“… aim and shoot “mess”t

#173871
Avatarcomposite1
Member

“… aim and shoot “mess”terpieces….”

HA! That one definitely goes in the tool kit.

Casey,

There are some really good suggestions made by everyone so I won’t parrot them. I would like to add since you do recognize a ‘short fall’ in your production values, you’re already on the right track. Before your run out and spend a significant amount of money on a prosumer rig, first seriously watch movies and television programs.

Avoid big-budget blockbusters with buttloads of special fx and CG imagery as they will distract you from looking at the basics of how they were shot. Yes, most high-end productions use top of the line cameras, but more and more big name films are getting made with tools off the shelf available to people like yourself. Whether it’s a top of the heap Panavision super 35mm camera or a Canon XHA1, the basics still apply. Until you learn how to focus, expose, compose and hold a shot steady, you can use all the fancy cameras and fancy camera tricks you want. It’ll still look like you didn’t know what you were doing.

So watch how the pro’s do it on DVD’s. Of particular help are the ‘making of’ documentaries in the ‘special features’. I’ve been doing this stuff since ’96 and still rummage through the special features to get new ideas and techniques. Also go to sites like YouTube and Vimeo to see how folks just like yourself are making their videos.
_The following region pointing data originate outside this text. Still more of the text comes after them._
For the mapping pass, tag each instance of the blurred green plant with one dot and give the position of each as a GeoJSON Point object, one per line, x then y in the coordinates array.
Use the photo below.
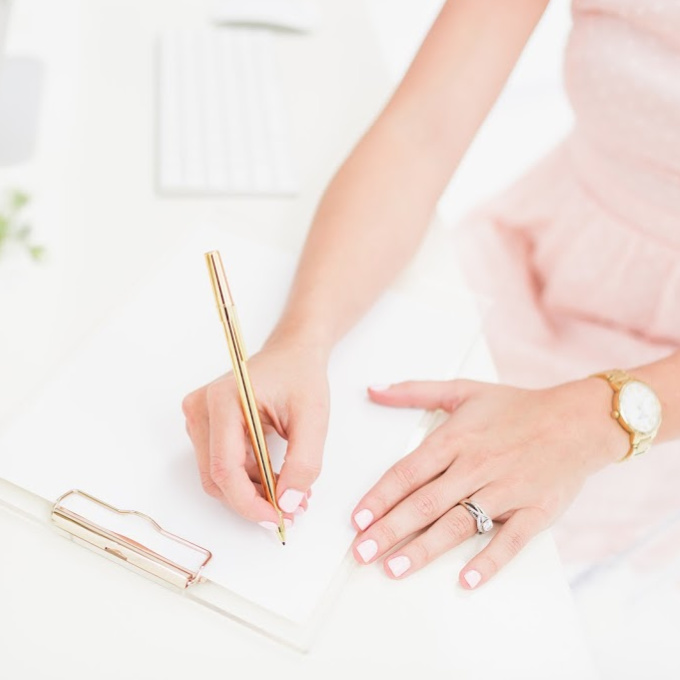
{"type": "Point", "coordinates": [14, 227]}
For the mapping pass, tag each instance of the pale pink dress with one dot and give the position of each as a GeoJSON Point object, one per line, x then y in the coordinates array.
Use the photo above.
{"type": "Point", "coordinates": [582, 255]}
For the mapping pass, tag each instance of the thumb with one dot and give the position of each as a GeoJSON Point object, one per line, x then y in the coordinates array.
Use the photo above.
{"type": "Point", "coordinates": [427, 394]}
{"type": "Point", "coordinates": [302, 464]}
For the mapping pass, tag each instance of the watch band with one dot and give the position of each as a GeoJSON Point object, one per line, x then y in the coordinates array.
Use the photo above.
{"type": "Point", "coordinates": [639, 442]}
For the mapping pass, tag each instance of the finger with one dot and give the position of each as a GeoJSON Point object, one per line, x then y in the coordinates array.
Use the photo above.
{"type": "Point", "coordinates": [228, 451]}
{"type": "Point", "coordinates": [422, 465]}
{"type": "Point", "coordinates": [517, 531]}
{"type": "Point", "coordinates": [421, 509]}
{"type": "Point", "coordinates": [198, 430]}
{"type": "Point", "coordinates": [427, 394]}
{"type": "Point", "coordinates": [302, 464]}
{"type": "Point", "coordinates": [446, 533]}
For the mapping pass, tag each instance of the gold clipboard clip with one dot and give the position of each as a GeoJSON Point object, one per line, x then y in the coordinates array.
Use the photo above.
{"type": "Point", "coordinates": [125, 548]}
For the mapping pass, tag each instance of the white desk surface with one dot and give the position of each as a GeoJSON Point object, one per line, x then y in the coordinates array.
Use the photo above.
{"type": "Point", "coordinates": [64, 612]}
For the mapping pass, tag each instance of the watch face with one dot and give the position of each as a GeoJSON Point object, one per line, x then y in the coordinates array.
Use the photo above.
{"type": "Point", "coordinates": [640, 407]}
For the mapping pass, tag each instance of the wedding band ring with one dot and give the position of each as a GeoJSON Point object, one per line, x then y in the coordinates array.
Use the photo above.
{"type": "Point", "coordinates": [484, 522]}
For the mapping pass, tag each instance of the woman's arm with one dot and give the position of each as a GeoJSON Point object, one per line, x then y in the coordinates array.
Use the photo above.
{"type": "Point", "coordinates": [377, 208]}
{"type": "Point", "coordinates": [664, 377]}
{"type": "Point", "coordinates": [368, 225]}
{"type": "Point", "coordinates": [522, 455]}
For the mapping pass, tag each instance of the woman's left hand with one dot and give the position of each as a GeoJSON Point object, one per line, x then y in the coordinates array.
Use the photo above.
{"type": "Point", "coordinates": [521, 455]}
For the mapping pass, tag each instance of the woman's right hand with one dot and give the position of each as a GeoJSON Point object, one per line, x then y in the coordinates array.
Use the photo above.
{"type": "Point", "coordinates": [291, 387]}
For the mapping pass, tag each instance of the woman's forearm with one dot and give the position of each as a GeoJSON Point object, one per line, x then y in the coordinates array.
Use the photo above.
{"type": "Point", "coordinates": [376, 210]}
{"type": "Point", "coordinates": [664, 377]}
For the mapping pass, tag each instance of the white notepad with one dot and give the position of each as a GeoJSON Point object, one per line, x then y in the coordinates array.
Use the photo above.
{"type": "Point", "coordinates": [110, 422]}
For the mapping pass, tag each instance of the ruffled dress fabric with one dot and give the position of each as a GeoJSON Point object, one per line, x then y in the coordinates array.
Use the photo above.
{"type": "Point", "coordinates": [581, 257]}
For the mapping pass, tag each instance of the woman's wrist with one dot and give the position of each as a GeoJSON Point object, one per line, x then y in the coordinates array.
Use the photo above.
{"type": "Point", "coordinates": [301, 335]}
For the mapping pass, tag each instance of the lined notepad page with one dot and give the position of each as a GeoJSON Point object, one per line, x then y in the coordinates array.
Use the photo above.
{"type": "Point", "coordinates": [111, 423]}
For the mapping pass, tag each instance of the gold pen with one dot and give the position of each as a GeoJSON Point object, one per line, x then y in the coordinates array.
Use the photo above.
{"type": "Point", "coordinates": [237, 351]}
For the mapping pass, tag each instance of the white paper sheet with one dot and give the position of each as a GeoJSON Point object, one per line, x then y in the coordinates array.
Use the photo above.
{"type": "Point", "coordinates": [110, 423]}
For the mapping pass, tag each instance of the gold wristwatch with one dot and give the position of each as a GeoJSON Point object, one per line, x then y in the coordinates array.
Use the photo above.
{"type": "Point", "coordinates": [635, 407]}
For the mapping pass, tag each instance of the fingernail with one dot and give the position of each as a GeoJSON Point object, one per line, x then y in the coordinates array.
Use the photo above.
{"type": "Point", "coordinates": [290, 500]}
{"type": "Point", "coordinates": [472, 578]}
{"type": "Point", "coordinates": [367, 549]}
{"type": "Point", "coordinates": [363, 518]}
{"type": "Point", "coordinates": [399, 565]}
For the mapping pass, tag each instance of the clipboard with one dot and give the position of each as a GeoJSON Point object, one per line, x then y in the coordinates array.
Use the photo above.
{"type": "Point", "coordinates": [84, 489]}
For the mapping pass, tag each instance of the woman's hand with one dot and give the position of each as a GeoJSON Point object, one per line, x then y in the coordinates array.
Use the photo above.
{"type": "Point", "coordinates": [289, 381]}
{"type": "Point", "coordinates": [522, 455]}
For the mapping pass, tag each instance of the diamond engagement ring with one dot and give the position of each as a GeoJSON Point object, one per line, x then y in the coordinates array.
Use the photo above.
{"type": "Point", "coordinates": [484, 522]}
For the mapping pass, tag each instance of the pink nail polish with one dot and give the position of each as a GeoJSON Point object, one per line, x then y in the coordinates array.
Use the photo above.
{"type": "Point", "coordinates": [399, 565]}
{"type": "Point", "coordinates": [363, 518]}
{"type": "Point", "coordinates": [367, 550]}
{"type": "Point", "coordinates": [290, 500]}
{"type": "Point", "coordinates": [472, 578]}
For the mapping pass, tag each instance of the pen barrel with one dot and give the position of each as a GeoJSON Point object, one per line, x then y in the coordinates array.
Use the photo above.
{"type": "Point", "coordinates": [248, 405]}
{"type": "Point", "coordinates": [237, 352]}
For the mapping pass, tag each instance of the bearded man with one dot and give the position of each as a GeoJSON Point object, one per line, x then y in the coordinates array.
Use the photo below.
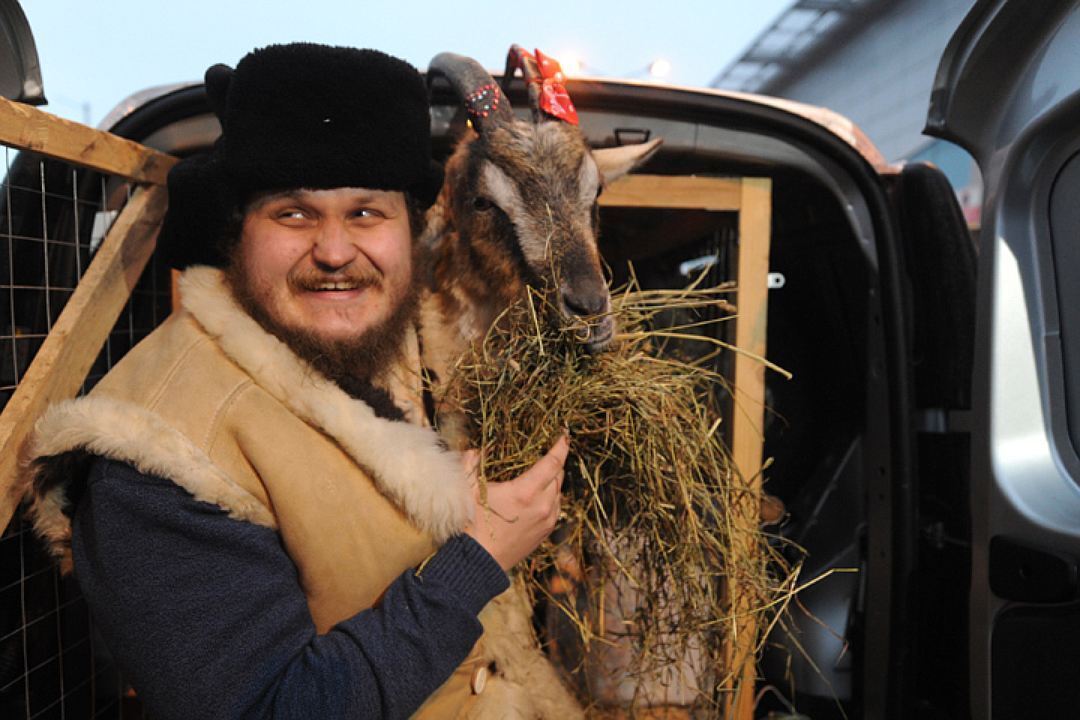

It won’t take long to figure out the good from the atrocious after an hour or so.

The second thing to do will be to decide how you want your projects to look. Apply the things you’ve seen watching movies and the tips you’ve picked up from VM when using your existing camera. When you can make your videos shot with a dinky consumer rig look good, you’ll be more than ready to move up to something more advanced.